Taiwan Legislative Yuan passed the draft amendment to the Patent Act

It has been over eight years since the Patent Act was last amended in February 2003. On November 29, 2011, the Legislative Yuan passed the draft amendment to the Patent Act proposed by the Executive Yuan. It is estimated this Act will come into force in one year after its promulgation by the President. The main points of the amendment are as follows:

1. The applicant for the patent may claim grace period for disclosing his/her invention in any kind of printed publication by himself/herself within 6 months before the filing date. The printed publications are not limited to academic publications.

2. Introducing the “reinstatement of rights” mechanism, whereby applicants or patent owners who lost their patent rights because they unintentionally failed to claim priority rights at the time of application or failed to pay patent annuities on time may apply for reinstatement of rights.

3. Providing the claim(s) and abstract are independent from the description.

4. Deleting the time limit for applicants wishing to amend applications; however, after TIPO has issued an office action, the applicants can only amend their applications within the time limit specified in the said action. Furthermore, after TIPO has issued an office action, as it deems necessary, it may issue a final office action. A patent applicant can only amend claims in any of the following manners within the time limit specified in the said final office action: (a) to delete claim(s); (b) to narrow the scope of claim(s); (c) to correct erroneous description; (d) to clarify unclear description.

5. Allowing divisional applications to be filed within 30 days from the date on which an approval decision for the original patent application was issued.

6. Amending conditions that were excluded from the scope of patent right, including private acts that are for non-commercial purposes, acts that are necessary for obtaining drug regulatory approval in Taiwan and abroad, and adoption of the international exhaustion principle.

7. Removing the minimum two-year threshold requirement for applying for extension of patent terms of pharmaceutical and agrichemical related invention patents; clarifying that patentee may apply for only one extension of the patent term of the said invention patent based on the first regulatory approval, and the said regulatory approval can be used for seeking patent extension only once.

8. Amending the requirements for applying compulsory licenses, the condition “failure to reach a licensing agreement with the patentee concerned under reasonable commercial terms and conditions within a considerable period of time” becomes a prerequisite to apply for compulsory license for public non-commercial use or exploiting dependent patent involving an important technical advance of considerable economic significance; Providing TIPO shall determine the amount of compensation together with granting compulsory licenses.

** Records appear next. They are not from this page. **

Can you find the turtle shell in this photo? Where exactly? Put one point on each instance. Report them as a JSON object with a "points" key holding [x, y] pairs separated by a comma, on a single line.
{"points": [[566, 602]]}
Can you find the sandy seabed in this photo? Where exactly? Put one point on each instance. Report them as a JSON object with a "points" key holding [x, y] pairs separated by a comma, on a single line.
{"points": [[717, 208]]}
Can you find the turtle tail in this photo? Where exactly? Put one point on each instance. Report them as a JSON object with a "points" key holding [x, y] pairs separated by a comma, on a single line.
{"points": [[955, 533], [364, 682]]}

9. Compulsory license may be granted to produce pharmaceutical products for export to developing or least-developed countries to solve their public health crisis.

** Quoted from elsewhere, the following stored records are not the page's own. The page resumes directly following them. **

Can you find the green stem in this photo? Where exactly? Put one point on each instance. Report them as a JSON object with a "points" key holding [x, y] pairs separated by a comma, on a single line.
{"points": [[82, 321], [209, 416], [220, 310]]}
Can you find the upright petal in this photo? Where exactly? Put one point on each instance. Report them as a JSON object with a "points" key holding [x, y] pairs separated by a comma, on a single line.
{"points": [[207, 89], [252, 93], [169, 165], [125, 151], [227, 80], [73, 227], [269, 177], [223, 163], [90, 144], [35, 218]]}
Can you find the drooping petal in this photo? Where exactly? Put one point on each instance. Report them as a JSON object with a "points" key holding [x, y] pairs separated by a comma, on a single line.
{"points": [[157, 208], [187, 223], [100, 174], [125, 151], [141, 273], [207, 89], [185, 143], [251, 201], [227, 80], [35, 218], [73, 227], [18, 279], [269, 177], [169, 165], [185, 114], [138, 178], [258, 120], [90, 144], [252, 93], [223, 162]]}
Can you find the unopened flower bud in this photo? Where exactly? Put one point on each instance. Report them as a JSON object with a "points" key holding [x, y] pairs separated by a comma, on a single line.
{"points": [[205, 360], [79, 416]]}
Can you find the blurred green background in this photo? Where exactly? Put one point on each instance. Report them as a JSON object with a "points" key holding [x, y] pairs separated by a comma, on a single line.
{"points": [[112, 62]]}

10. Revising the patent invalidation system, including abolishing examination by ex officio action, allowing invalidation actions to be filed against part of claims, combining procedure for invalidation actions and corrections, as well as combining decisions for invalidation actions and corrections.

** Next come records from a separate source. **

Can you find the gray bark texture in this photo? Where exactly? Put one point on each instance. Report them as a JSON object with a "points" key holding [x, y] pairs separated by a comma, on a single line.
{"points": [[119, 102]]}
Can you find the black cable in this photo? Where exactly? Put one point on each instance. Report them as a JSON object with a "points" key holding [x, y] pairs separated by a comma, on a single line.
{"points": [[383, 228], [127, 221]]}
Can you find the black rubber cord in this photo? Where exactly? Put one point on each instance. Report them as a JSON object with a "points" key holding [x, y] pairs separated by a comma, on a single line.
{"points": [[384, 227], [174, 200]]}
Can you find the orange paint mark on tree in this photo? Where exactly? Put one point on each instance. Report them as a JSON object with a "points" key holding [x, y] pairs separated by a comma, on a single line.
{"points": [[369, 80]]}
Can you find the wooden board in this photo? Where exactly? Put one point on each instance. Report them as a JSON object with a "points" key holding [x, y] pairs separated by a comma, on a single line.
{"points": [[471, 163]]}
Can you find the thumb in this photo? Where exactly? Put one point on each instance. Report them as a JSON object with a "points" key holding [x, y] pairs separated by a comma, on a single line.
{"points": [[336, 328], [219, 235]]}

11. Clarifying the infringer’s intentional or negligent act as necessary for the patentee to claim the damages of patent infringement; revising the methods of calculating damages; and clarifying where no patent marking is made, evidence shall be produced when claimingdamages to prove that the infringer has had knowledge or may have knowledge with respect to the fact that the said article is under patent protection.

12. Adding provisions that allow the same applicant to file an invention patent application and a utility model patent application for the same creation on the same date. After TIPO determines the invention patent is allowable, it will notify the applicant to select one patent within a specified time limit. Where the applicant selects the invention patent, the utility model patent shall be deemed non-existent ab initio.

13. Allowing partial designs, computer-generated icons and graphical user interfaces (icons & GUIs), and sets of articles into the scope of design patent protection; introducing the derivative designs system.

The original amendment to the Patent Act proposed by the Executive Yuan was to provide overall patent protection to animals and plants. However, since agreement could not be reached at the current stage, expanding patent protection for animals and plants is not included in this amendment.

The amendment to the Patent Act covers many changes to Taiwan’s patent system. The date on which this Act takes effect shall be decided by the Executive Yuan to allow all sectors to gain a thorough understanding of the new system and to adapt to its operation. TIPO has begun to prepare corresponding measures. Please be assured that we will keep you informed as soon as the amended Patent Act is effective in Taiwan.